Source name iN (induced neuron) derived from engineered iPSC
Organisms Homo sapiens; Mus musculus
Characteristics nrxn1-genotype: HET
sample group: engineered
culture batch pair-group: D2
nrxn1 transcript mutation effect: alpha/beta
Treatment protocol Neurons from engineered iPS cells were treated with the same protocol except additional treatment of lentivirus expressing Ubiquitin-Flp-GFP and Ubiquitin-Cre-GFP at Day -1.

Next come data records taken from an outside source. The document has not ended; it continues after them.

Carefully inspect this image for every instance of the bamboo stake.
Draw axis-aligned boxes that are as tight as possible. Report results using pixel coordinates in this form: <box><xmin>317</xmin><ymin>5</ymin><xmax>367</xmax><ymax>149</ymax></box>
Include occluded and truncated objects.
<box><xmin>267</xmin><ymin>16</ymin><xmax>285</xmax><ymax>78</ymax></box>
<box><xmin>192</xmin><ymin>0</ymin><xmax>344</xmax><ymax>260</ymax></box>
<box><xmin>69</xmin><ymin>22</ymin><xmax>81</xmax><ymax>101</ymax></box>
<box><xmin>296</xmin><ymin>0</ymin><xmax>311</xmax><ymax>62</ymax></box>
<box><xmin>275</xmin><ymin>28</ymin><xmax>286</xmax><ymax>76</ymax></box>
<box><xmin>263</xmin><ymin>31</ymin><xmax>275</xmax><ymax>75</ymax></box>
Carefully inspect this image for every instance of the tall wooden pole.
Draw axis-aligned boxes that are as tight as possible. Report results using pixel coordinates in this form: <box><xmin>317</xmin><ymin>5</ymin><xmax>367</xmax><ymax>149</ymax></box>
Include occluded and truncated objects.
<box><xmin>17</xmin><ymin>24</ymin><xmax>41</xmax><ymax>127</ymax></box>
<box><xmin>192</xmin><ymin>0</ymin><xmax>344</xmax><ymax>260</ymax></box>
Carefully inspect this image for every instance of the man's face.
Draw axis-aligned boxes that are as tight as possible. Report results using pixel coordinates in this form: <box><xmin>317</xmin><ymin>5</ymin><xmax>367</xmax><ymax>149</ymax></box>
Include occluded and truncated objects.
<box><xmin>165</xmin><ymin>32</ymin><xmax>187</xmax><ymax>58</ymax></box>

Growth protocol Neurons were generated from feeder-dependent iPS cells: (Day -1) iPS cells were plated and infected on Matrigel coated 24-well plate. Per 6-well of iPS cells grown on feeders, cells were washed 1x with PBS. 0.5 ml of CTK (0.25% Trypsin no phenol red, 0.1 mg/ml collagenase IV, 0.5 ml 1 mM CaCl2, 20% KnockOut Serum Replacement in sterile water) was added to remove the feeders at 37°C until feeder cells lift off. CTK was removed and washed 2x with PBS. iPS cells were treated with 0.5 ml Accutase briefly, resuspended in 1 ml hES media and spun down at 150 g x 5 min. Cell pellets were resuspended in 50% hES media/50% mTeSR plus Y-27632, and lentiviruses. Typically 200,000 - 300,000 cells were plated per well of a 24-well plate with 1 uL of viruses (rtTA and Ngn2-puro) in 1 ml of mixed media. (Day 0) Half of the virus-containing media was removed and fresh Neural induction medium (NIM; DMEM F12 medium supplemented with 1% N2, 1% non-essential amino acids, 10 μg/l human BDNF, 10 μg/l human NT-3, and 0.2 mg/l mouse laminin) was added supplemented with Doxycycline (2 mg/l) and Y-27632 to induce Ngn2-puro expression. (Day 1-2) 24 hours later, Puromycin (1 mg/l) was added to NIM for 24-48 hours and media was changed daily. (Day 3) neurons were washed 1-2x with PBS. Freshly isolated or previously cryopreserved mouse glial cells (~75,000 cells per well of a 24-well plate) were added in Neural differentiation medium plus Dox (NDM; Neurobasal A medium supplemented with 2% B27, 1% glutamax, 2 μM AraC, 10 μg/l human BDNF, 10 μg/l human NT-3, and 0.2 mg/l mouse laminin). (Day 5) Half of the media was changed using NDM plus Dox. Media change occurred every 2-3 days until Day 10. (Day 10) Half of media was replaced with Maturation medium (MM; MEM supplemented with 0.5% glucose, 0.02% NaHCO3, 0.1 mg/ml transferrin, 5% FBS, 0.5 mM L-glutamine, 2% B27, and 2 μM AraC). Dox was withdrawn from this time point forward. (Day 13) Additional MM (0.5 mL per well of a 24-well plate) was added and neurons were incubated for 7 days without media change. (Day 20) Half of media was replaced with fresh MM. Media change occurred weekly until RNA extraction.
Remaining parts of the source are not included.